The Pakistan Peoples Party (PPP) on Friday objected to the International Monetary Fund’s (IMF) demand that Pakistan should revisit the National Finance Commission (NFC) formula, wondering why the global lender would push the Center to encroach on the provincial share.
The PPP has raised concerns just a day after the IMF called upon Pakistan to reopen discussions on the NFC award to address the ongoing imbalance in the distribution of fiscal resources between federal and provincial governments.
IMF Mission Chief to Pakistan, Nathan Porter, raised concerns over the distribution of resources and responsibilities and underscored the need for a more equitable arrangement with newly-appointed Finance Minister Muhammad Aurangzeb during Pak-IMF talks for a $1.1 billion loan tranche.
PPP Vice President Senator Sherry Rehman, while reacting to the IMF’s demand has raised question regarding IMF’s involvement in Pakistan’s resource allocation formula.
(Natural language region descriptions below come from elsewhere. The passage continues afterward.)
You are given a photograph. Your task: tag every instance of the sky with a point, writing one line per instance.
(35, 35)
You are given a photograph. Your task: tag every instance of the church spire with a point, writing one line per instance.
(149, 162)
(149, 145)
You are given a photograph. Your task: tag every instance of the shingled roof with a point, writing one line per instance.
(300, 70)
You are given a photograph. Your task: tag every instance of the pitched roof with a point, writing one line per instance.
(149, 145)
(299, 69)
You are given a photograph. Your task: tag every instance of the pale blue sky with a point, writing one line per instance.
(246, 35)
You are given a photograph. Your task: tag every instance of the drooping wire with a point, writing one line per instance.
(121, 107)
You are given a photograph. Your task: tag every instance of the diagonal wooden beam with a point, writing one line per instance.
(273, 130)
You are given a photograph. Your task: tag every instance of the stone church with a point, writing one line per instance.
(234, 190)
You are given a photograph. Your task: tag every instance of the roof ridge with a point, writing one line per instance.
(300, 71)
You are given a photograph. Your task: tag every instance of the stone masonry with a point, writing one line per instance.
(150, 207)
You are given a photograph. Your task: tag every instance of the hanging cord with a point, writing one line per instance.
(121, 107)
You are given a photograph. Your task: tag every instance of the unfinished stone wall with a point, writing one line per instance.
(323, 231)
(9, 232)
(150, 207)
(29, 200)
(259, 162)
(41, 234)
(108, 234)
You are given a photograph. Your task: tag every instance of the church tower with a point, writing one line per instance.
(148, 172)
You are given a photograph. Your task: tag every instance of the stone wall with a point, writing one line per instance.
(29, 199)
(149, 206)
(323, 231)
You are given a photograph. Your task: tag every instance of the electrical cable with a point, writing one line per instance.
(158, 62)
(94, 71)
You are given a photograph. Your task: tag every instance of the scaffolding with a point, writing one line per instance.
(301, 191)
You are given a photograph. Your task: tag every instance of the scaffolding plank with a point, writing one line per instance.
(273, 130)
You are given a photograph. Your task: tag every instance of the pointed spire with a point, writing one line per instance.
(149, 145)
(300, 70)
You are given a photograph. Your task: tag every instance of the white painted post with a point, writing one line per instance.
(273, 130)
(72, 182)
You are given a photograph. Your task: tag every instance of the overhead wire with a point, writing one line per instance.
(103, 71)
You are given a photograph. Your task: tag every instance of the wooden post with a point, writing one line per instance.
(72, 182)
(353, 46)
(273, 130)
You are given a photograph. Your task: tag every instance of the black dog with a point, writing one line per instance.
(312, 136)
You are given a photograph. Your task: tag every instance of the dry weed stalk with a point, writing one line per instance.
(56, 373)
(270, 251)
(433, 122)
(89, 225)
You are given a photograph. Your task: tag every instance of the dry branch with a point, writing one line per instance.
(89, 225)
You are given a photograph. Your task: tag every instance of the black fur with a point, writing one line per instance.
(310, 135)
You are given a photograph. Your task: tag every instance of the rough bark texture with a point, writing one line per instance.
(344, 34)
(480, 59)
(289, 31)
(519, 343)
Senator Rehman while questioning the IMF’s alleged role in Pakistan’s resource allocation stressed that there is no indication of the global money lender seeking to interfere in Pakistan’s constitutionally agreed frame of resource allocation.
“There is no indication that the IMF is proactively seeking to meddle in Pakistan’s constitutionally agreed resource allocation frame,” Senator Rehman said, adding “Why would the IMF want to put itself in the middle of changing the NFC formula of Pakistan?”
Instead of eying at provincial share, Senator Rehman reminded that it seems it is the federal structure that cannot collect taxes, which incidentally the provinces are doing far better than the center. Rather than further encroaching on provincial shares, she said, the federal government should worry about improving tax collection through the Federal Board of Revenue (FBR).
“Since the 7th NFC Award, FBR taxes have remained stagnant in the range of 9% of the GDP, whereas provincial taxes have increased from 0.3% to over 1% of the GDP,” Rehman pointed out.
Read IMF asks Pakistan to revisit NFC award
Aside from increasing the tax net, she added, the provinces had also been surrendering a large surplus to the federal government over the last two years.
“In the larger national interest, so far the provinces have also not raised an issue on the federal government appropriating all taxes on petroleum through the petroleum levy rather than sharing these revenues if they were collected through the GST mechanism,” she said.
The current formula, established in 2010, resulted in provincial shares increasing from 47.5% to 57.5% of total federal taxes, without a commensurate transfer of additional responsibilities. This has led to a sustained fiscal imbalance and a rise in public debt.
Before the PPP’s reaction, the Pakistani authorities have informed the IMF that the provincial shares cannot be reduced without bringing a constitutional amendment and making all the provinces agree to a new formula.
The 2010 NFC award had been agreed for a period of five years but since then there has not been any consensus to revisit it. Addressing the challenge of garnering provincial support for reforms, particularly within a politically diverse landscape, presents a formidable task for the coalition government.
Despite possessing a two-thirds majority necessary for constitutional amendments, securing agreement from all four provincial governments remains uncertain, with parties like PPP advocating strongly for the NFC award and the Khyber-Pakhtunkhwa government being controlled by the Pakistan Tehreek-e-Insaf (PTI). As expected, the PPP has already showed concerns on IMF demand.